Snackpass was conceived as a social food commerce platform that would render its services of ordering food at a place and skipping the line for takeout orders through a mobile application. What distinguishes Snackpass from its contemporaries is that the former lays greater emphasis on takeout requests than on delivery, while others may still be grappling with delivery orders. The buzz around the startup can be gauged from the very fact that it managed to amass 500,000 users since its formation, as well as its valuation, rose to $400 million.
Upon looking at the business model of Snackpass, the only way the company kept its demand afloat is through its unique strategy of loyalty points. The concept of getting loyalty points for redeeming your free takeout order with friends has managed to strike a chord with the masses. Moreover, the founders were also wary of the fact that around 80% of the food aggregator market was solely catering to the food delivery line while the element of social interaction was slowly waning out.
B. Technologies harnessed
The task of scrutinizing the optimal technology products for meeting one’s business requirements turns out to be one of the key strategic areas that need to be reckoned with in the first place. This brings us to our yet another proposition for the nature of technologies consumed by the million-dollar startup company. In this light, there is a total of 6 front-end technologies deployed on its website that include Viewport Meta, IPhone or mobile compatible, and SPF among others. In addition to this, Google Analytics, HTML 5, and Google fonts are some of the technology products that engender the marvel reflected through the mobile app.
Didn’t it stir up curiosity within you that how a startup company became a money-spinner with only a handful of resources? The answer to this is the ability to integrate tech leverage within one’s organization, which conferred the company with the ability to evolve at a faster pace that too with scant resources. Cutting down operational costs on the delivery expenses and replicating them with freebies in the form of loyalty points has offered a shot in the arm to its business processes, is one such instance of leveraging technology.

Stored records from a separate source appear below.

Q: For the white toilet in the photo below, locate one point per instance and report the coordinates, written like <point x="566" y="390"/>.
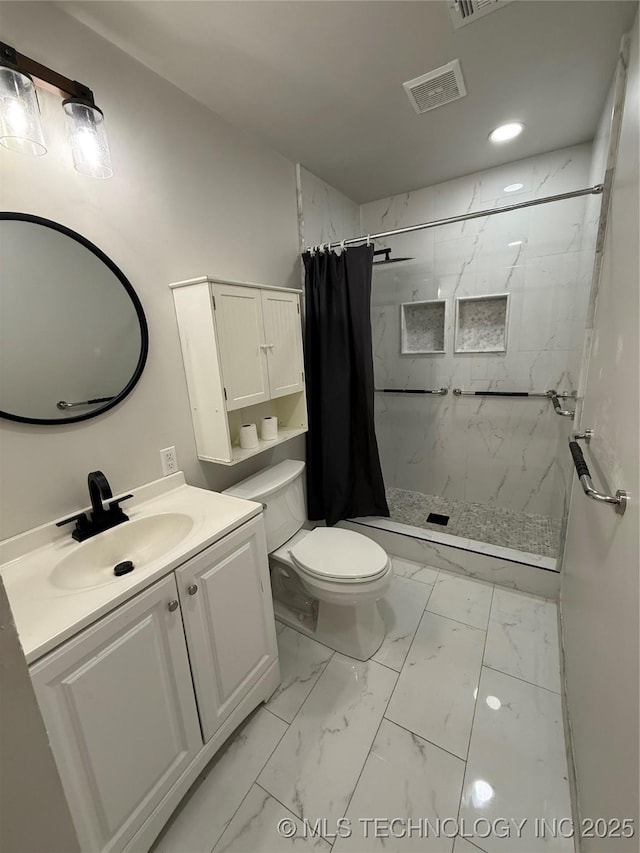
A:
<point x="326" y="582"/>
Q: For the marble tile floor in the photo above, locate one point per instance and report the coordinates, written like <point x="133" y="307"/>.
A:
<point x="455" y="725"/>
<point x="537" y="534"/>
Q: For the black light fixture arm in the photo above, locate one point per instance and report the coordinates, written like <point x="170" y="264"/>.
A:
<point x="26" y="65"/>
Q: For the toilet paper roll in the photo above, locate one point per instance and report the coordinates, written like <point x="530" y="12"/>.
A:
<point x="248" y="436"/>
<point x="269" y="429"/>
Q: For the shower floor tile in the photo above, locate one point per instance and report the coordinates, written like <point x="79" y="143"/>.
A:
<point x="524" y="531"/>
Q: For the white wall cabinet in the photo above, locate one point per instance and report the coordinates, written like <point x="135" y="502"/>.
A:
<point x="127" y="701"/>
<point x="228" y="617"/>
<point x="243" y="359"/>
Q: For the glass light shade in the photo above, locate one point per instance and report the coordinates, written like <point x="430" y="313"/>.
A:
<point x="20" y="128"/>
<point x="88" y="138"/>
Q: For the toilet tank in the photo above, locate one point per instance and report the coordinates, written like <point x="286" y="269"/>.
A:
<point x="280" y="490"/>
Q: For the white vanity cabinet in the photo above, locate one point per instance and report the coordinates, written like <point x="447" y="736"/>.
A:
<point x="243" y="359"/>
<point x="228" y="618"/>
<point x="118" y="704"/>
<point x="137" y="704"/>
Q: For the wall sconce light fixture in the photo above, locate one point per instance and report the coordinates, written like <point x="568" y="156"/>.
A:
<point x="20" y="127"/>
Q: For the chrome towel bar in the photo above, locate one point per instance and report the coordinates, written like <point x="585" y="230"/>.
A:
<point x="62" y="404"/>
<point x="441" y="392"/>
<point x="619" y="500"/>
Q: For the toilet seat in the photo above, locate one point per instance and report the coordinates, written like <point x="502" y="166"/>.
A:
<point x="341" y="556"/>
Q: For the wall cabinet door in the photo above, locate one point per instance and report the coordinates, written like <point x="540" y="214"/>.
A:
<point x="228" y="617"/>
<point x="283" y="339"/>
<point x="119" y="707"/>
<point x="238" y="312"/>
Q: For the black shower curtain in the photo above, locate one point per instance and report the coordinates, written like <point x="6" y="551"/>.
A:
<point x="344" y="478"/>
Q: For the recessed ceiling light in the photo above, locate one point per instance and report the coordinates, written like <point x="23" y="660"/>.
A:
<point x="506" y="131"/>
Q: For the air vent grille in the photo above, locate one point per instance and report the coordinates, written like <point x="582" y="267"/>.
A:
<point x="436" y="88"/>
<point x="465" y="11"/>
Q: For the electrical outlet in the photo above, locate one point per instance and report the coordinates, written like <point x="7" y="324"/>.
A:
<point x="169" y="461"/>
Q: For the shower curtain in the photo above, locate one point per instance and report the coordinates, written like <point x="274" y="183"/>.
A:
<point x="344" y="478"/>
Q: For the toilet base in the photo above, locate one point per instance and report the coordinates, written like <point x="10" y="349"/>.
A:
<point x="357" y="631"/>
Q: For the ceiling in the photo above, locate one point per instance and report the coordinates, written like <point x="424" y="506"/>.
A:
<point x="321" y="81"/>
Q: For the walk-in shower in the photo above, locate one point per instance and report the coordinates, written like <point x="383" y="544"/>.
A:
<point x="478" y="340"/>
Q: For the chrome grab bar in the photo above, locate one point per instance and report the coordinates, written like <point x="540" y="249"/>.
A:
<point x="621" y="498"/>
<point x="438" y="391"/>
<point x="458" y="392"/>
<point x="62" y="404"/>
<point x="555" y="399"/>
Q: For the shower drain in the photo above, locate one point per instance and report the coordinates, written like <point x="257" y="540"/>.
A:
<point x="436" y="518"/>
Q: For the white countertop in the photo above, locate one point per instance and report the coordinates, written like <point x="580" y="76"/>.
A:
<point x="46" y="615"/>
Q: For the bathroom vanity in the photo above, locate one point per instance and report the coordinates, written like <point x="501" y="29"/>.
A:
<point x="141" y="678"/>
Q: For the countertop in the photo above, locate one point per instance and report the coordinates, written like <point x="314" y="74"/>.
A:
<point x="46" y="615"/>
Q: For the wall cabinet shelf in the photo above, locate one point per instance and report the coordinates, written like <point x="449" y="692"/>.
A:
<point x="242" y="353"/>
<point x="137" y="703"/>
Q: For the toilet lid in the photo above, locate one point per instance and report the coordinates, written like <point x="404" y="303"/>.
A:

Had there not been a visible temperament for technology, all the efforts laid out by the company would have been thwarted by those already in the fray. Hence, technology stood no less than a magic wand for the startup which, unlike others who were taming it as a mere object of a gimmick, crafted its predefined segment of the marketplace that would turn out to be a fertile ground for the company. What transpires at the core of Snackpass’s success is its maneuverability with technology claiming technology as the new hero of the present day.

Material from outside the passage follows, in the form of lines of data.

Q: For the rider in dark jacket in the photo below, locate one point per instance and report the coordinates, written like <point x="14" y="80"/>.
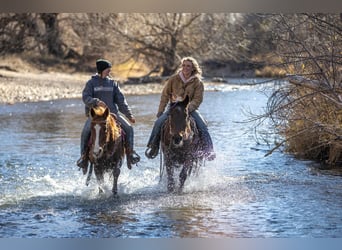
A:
<point x="102" y="89"/>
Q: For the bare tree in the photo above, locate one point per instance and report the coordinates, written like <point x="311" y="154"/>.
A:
<point x="307" y="111"/>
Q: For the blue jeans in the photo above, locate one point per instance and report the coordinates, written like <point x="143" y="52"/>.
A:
<point x="125" y="125"/>
<point x="154" y="139"/>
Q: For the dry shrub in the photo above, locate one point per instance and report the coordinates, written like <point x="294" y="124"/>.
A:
<point x="314" y="124"/>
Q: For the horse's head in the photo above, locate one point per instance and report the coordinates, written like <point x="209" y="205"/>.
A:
<point x="180" y="129"/>
<point x="99" y="116"/>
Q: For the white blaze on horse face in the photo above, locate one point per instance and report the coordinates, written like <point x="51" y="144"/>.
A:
<point x="97" y="138"/>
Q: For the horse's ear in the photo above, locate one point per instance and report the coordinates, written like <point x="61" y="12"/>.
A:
<point x="106" y="113"/>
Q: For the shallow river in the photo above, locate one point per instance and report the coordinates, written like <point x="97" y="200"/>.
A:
<point x="240" y="194"/>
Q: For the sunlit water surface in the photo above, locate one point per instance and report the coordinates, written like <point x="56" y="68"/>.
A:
<point x="240" y="194"/>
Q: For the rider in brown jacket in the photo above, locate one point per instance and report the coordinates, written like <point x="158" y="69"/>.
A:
<point x="186" y="82"/>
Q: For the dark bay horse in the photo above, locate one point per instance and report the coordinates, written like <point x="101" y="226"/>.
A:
<point x="180" y="144"/>
<point x="106" y="149"/>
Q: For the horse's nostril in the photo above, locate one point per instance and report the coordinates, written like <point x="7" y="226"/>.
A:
<point x="177" y="140"/>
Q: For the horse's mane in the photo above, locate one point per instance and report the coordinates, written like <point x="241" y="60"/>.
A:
<point x="114" y="128"/>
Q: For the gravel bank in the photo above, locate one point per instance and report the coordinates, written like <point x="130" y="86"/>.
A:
<point x="32" y="87"/>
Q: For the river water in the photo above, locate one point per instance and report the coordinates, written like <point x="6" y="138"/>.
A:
<point x="239" y="194"/>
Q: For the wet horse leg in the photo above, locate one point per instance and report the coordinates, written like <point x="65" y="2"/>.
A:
<point x="170" y="180"/>
<point x="183" y="175"/>
<point x="116" y="173"/>
<point x="99" y="178"/>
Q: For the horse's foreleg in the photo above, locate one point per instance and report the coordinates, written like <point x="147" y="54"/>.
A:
<point x="116" y="173"/>
<point x="182" y="177"/>
<point x="100" y="179"/>
<point x="170" y="180"/>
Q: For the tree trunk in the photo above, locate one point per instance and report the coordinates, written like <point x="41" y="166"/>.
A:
<point x="53" y="41"/>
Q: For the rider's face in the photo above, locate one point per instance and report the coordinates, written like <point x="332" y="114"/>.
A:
<point x="105" y="73"/>
<point x="187" y="68"/>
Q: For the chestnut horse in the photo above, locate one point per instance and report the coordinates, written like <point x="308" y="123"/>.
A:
<point x="106" y="146"/>
<point x="180" y="144"/>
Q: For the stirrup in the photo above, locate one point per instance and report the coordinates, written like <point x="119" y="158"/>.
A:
<point x="151" y="152"/>
<point x="82" y="163"/>
<point x="134" y="157"/>
<point x="210" y="156"/>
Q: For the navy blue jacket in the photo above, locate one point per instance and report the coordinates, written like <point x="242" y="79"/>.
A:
<point x="108" y="91"/>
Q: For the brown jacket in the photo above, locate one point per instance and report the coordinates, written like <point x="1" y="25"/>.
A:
<point x="175" y="88"/>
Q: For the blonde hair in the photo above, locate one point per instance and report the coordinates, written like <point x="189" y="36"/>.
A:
<point x="196" y="71"/>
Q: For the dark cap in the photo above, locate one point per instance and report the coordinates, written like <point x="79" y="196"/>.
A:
<point x="102" y="64"/>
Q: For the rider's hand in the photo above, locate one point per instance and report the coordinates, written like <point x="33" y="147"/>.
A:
<point x="132" y="119"/>
<point x="101" y="103"/>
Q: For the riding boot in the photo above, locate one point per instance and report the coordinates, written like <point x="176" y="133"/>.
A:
<point x="209" y="153"/>
<point x="153" y="148"/>
<point x="131" y="157"/>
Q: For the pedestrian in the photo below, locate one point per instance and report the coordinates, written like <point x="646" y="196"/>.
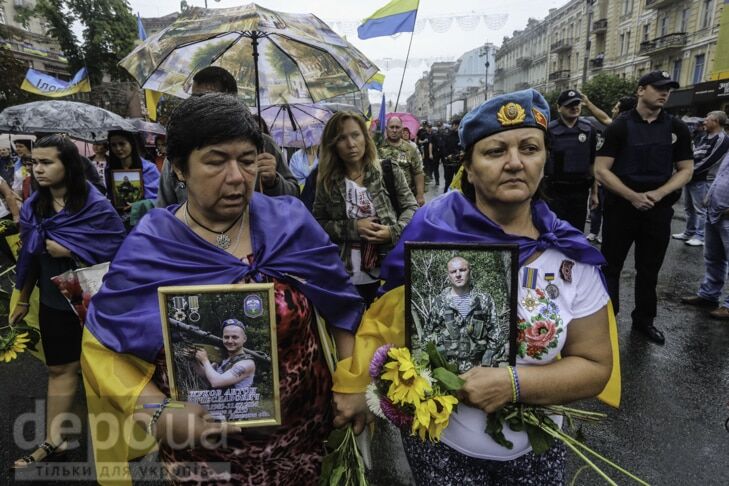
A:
<point x="716" y="247"/>
<point x="568" y="174"/>
<point x="624" y="104"/>
<point x="274" y="174"/>
<point x="645" y="160"/>
<point x="64" y="224"/>
<point x="708" y="154"/>
<point x="213" y="142"/>
<point x="405" y="156"/>
<point x="505" y="141"/>
<point x="353" y="204"/>
<point x="451" y="153"/>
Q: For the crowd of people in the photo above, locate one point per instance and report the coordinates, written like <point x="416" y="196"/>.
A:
<point x="228" y="211"/>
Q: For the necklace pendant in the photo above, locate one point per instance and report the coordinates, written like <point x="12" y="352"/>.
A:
<point x="222" y="241"/>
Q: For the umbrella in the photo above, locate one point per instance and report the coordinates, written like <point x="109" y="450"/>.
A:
<point x="276" y="58"/>
<point x="148" y="127"/>
<point x="297" y="125"/>
<point x="80" y="120"/>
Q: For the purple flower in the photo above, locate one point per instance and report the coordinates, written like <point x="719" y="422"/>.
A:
<point x="379" y="360"/>
<point x="395" y="414"/>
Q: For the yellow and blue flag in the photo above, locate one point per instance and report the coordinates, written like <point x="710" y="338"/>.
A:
<point x="396" y="16"/>
<point x="44" y="84"/>
<point x="375" y="82"/>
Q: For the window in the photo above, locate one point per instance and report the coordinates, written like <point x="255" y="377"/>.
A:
<point x="699" y="69"/>
<point x="708" y="12"/>
<point x="676" y="70"/>
<point x="683" y="24"/>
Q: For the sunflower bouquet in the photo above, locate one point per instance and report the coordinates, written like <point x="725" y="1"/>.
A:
<point x="415" y="392"/>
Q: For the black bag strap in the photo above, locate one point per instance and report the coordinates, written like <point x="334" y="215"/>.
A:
<point x="388" y="176"/>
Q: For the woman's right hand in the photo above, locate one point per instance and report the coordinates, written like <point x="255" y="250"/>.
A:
<point x="18" y="314"/>
<point x="192" y="426"/>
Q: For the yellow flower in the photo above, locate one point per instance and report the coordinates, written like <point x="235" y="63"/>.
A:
<point x="432" y="416"/>
<point x="14" y="346"/>
<point x="408" y="386"/>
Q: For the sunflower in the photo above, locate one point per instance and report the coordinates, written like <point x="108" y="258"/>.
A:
<point x="13" y="344"/>
<point x="432" y="416"/>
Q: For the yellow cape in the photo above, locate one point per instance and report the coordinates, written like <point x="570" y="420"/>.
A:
<point x="384" y="323"/>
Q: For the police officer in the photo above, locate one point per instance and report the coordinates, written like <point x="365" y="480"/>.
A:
<point x="645" y="161"/>
<point x="568" y="172"/>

C. Early Investors and Marketing Strategy
The outpouring of investors’ faith in an early startup is an indicator of its success and widespread appeal to the target consumers of service. Hence, it didn’t come as a surprise when big stalwarts such as Uber, Square, and Dropbox forayed into realizing the exponential growth of the startup. In this light, investors played a pivotal role in crowdfunding capital to the score of 2 $million for enabling expansion of business to new campuses outside San Francisco. It brings us to yet another question, what worked well in favoring the marketing efforts of the company?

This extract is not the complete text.